I had my second child, a little girl, just five months ago right here in Mauritius and I must say, it has been so much easier emotionally and mentally this time round (although the exhaustion and sleepless nights are still ever-present – and maybe now, even more so!). Sometimes I still find it hard to believe that I am a mother of two children and although I really do struggle some days, I feel so incredibly blessed and honoured to have these two beautiful, pure souls around me every single day.
So, what is the reality of being a mother?
Well, motherhood is exhausting. It’s arduous. It’s lonely.
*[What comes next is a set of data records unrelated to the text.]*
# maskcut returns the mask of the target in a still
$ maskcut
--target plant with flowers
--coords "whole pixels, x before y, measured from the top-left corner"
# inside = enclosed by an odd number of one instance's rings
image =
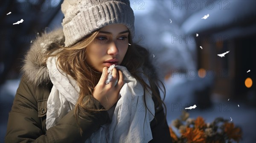
[[[201,117],[194,119],[189,116],[183,111],[180,119],[172,121],[173,128],[169,129],[173,143],[238,143],[241,139],[241,128],[235,127],[229,120],[217,117],[211,123],[206,123]]]

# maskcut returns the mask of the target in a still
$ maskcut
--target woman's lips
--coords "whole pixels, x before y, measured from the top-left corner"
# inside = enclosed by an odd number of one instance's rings
[[[110,66],[112,65],[117,65],[118,64],[118,62],[104,62],[103,65],[104,66],[109,67]]]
Motherhood is dragging your eyelids open and forcing yourself out of bed to get your child breakfast at 7:30am on a Saturday morning when all you want to do is sleep. Motherhood is mustering every ounce of strength you have in you to persevere through those first few weeks of torturous breastfeeding – and then, enduring two years of interrupted sleep to give your child the best possible start in life that you could physically give them. Motherhood is spending your days and nights cleaning and mopping up poo, wee and vomit. Motherhood is sacrificing your alone time, for more time with them. Motherhood is cancelling plans last minute with friends and family because your child is getting the sniffles. Motherhood is spending hours putting your children to sleep after running around after them all day and then working well into the night to meet work deadlines. Motherhood can be so incredibly lonely, despite never actually being alone – a strange type of loneliness in itself.
Motherhood is… hard.
But, let me tell you something.
Motherhood allows you to experience a love so pure that it simply cannot be expressed in words. Motherhood is waking up to see a gorgeous little toothless grin waiting for you, as the sun begins to peak silently through the curtains. Motherhood is gasping in amazement as your child tells you the most wonderful, imaginative story about his day. Motherhood is cuddles and kisses with the most special people you will ever know, knowing that these moments will not be forever. Motherhood is those precious times when both children fall asleep and you just look at them in awe, not quite believing just how incredibly lucky you are. Motherhood is knowing that the bond you share with them is one that can never be broken. Motherhood is a love so fierce and so strong that it can and will take your breath away, many, many a time. Motherhood is the most blessed and most beautiful experience that I believe a woman can have.
And as challenging, demanding and painful as it can be, and despite the days when I reminisce over my life before kids, motherhood is absolutely amazing and I would not have it any other way.